La présence de Bernard Hinault, lors du Tour d'Italie, soulevait, à l'instar d'un Eddy Merckx une décennie auparavant, un enthousiasme des plus mitigé de la part des "tifosis" les plus irréductibles. En effet, et c'est tout le paradoxe de la situation, ces derniers étaient, et demeurent toujours, partagés entre la fierté de s'ériger en hôte des phénomènes de leur génération respective et à l'inverse ils honnissent la simple idée de voir l'un des leurs être terrassé par ces champions avides de succès et boulimiques à souhait. Le "Cannibale", en personne, victime non- expiatoire malgré l'entêtement de certains, des agissements et malversations d'intrigants notoires, en est l'illustration indéniable. Ce ne fut, heureusement, pas le lot du "Blaireau" qui, par ailleurs, dû faire face, lors de ses trois Giro victorieux, à une coalition Italienne, de tous les instants, qui usa de tous les artifices sportifs, plus ou moins légaux, pour le déstabiliser. En pure perte, toutefois.

Et pourtant, ils ne relâchèrent jamais la pression, ne rechignant aucunement à la tâche qu'ils s'étaient tous assignés, espérant secrètement que le Breton, isolé et attaqué de toutes parts, finisse par déposer les armes, épuisé, las et finalement démoralisé par tant de "haine". C'était, évidemment, mal connaître le formidable esprit de compétition, l'abnégation sans borne et la ténacité hors du commun qui animait le natif d'Yffiniac dans l'adversité.

Son triomphe de 1980, premier succès d'un Français depuis Jacques Anquetil en 1964, fut le plus accompli car acquis de main de maître lors de l'ascension du Stelvio, à l'entame de la troisième semaine de course. Le Passo dello Stelvio (2754 m) s'apparente, pour les Tifosis, à notre Galibier voir notre Izoard. C'est dire si dans l'esprit Transalpin, le dompter classe, à jamais, son pourfendeur en "Campionissimo". En cet été 80, la neige s'est invitée sur les pentes du géant des Dolomites. Aux confins de cette vallée du Haut Adige, à l'orée du Tyrol Autrichien, son "spectre" sculptural glace les os et atrophie les muscles des plus endurcis.

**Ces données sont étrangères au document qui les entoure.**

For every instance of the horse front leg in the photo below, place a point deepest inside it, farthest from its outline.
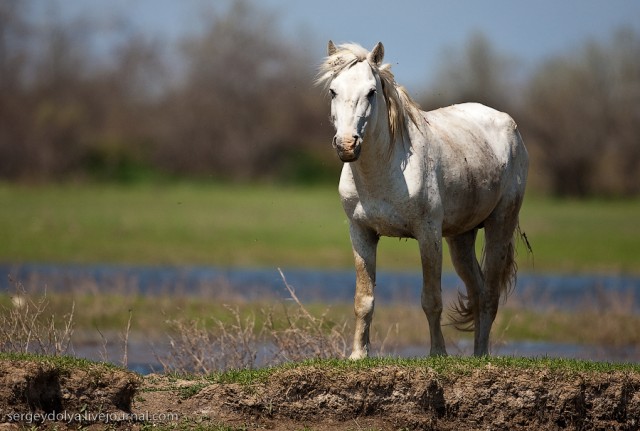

Pour son premier Giro, Bernard Hinault, néophyte averti, s'était contenté, durant la première quinzaine, de s'imprégner de l'atmosphère si particulière de la course Italienne, d'observer les us et coutumes du peloton et de tenter d'amadouer, quelque peu, une foule vindicative à l'encontre de tous ceux qui pourraient porter atteinte à l'accomplissement de leurs favoris autochtones.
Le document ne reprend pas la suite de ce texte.